Mais le sujet de préoccupation majeur pour la "police des polices" est ailleurs. L'IGPN s'intéresse aux conséquences de l'utilisation d'une arme particulière, en dotation dans les services depuis 2009. Le lanceur de balle de défense, ou "lanceur de 40" dans le jargon, se présente comme un "super flash-ball", utilisable comme une arme longue à l'épaule, et donc en théorie plus précise. Il est très prisé pour le rétablissement de l'ordre en cas de manifestation qui dégénère: les policiers louent son efficacité et y ont souvent recours (171 tirs recensés en 2010, 345 en 2011 et 623 en 2012, selon le Défenseur des droits).

Son utilisation n'est cependant pas sans risque. Le lanceur de balle de défense peut en effet provoquer de graves blessures, allant jusqu'à l'énucléation oculaire, si le projectile percute le visage. A l'issue d'une violente manifestation contre la construction de l'aéroport Notre-Dame-des-Landes, à Nantes (Loire-Atlantique), le 22 février dernier, l'inspection a été saisie à six reprises pour des blessures causées par ce type d'engin. Au total, une dizaine de dossiers serait actuellement en cours.

La "police des polices" a donc créé un groupe de travail sur le sujet. Pour limiter les risques, de nouvelles munitions sont testées et la direction générale de la police réfléchit à un durcissement des règles d'emploi.

L'IGPN a depuis longtemps proscrit de son vocabulaire le terme d'"arme non létale", considérant que les pistolets à impulsion électrique (le fameux Taser) ou autres flash-ball peuvent tuer même si ce n'est pas leur vocation initiale. C'est pourquoi elle préfère les désigner d'un terme générique: "armes de force intermédiaire".

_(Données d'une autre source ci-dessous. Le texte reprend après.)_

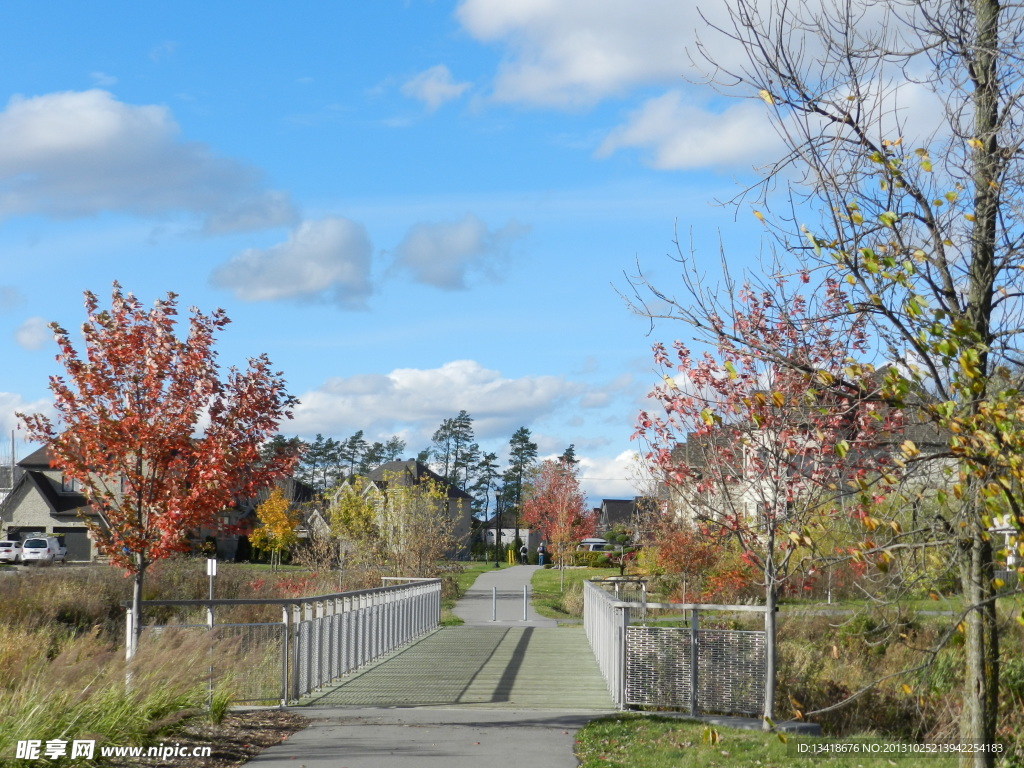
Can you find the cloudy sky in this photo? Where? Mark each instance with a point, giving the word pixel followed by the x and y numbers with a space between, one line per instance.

Un rapport de l'Assemblée nationale indique que les gendarmes ont fait usage de leurs armes à 80 reprises en 2011 (à 98 reprises en 2010). Un rapport du Défenseur des droits fait état de 442 utilisations de Taser (tir, contact ou simple dissuasion), de 589 tirs de flash-ball et de 623 tirs de lanceur de balle de défense par des policiers en 2012.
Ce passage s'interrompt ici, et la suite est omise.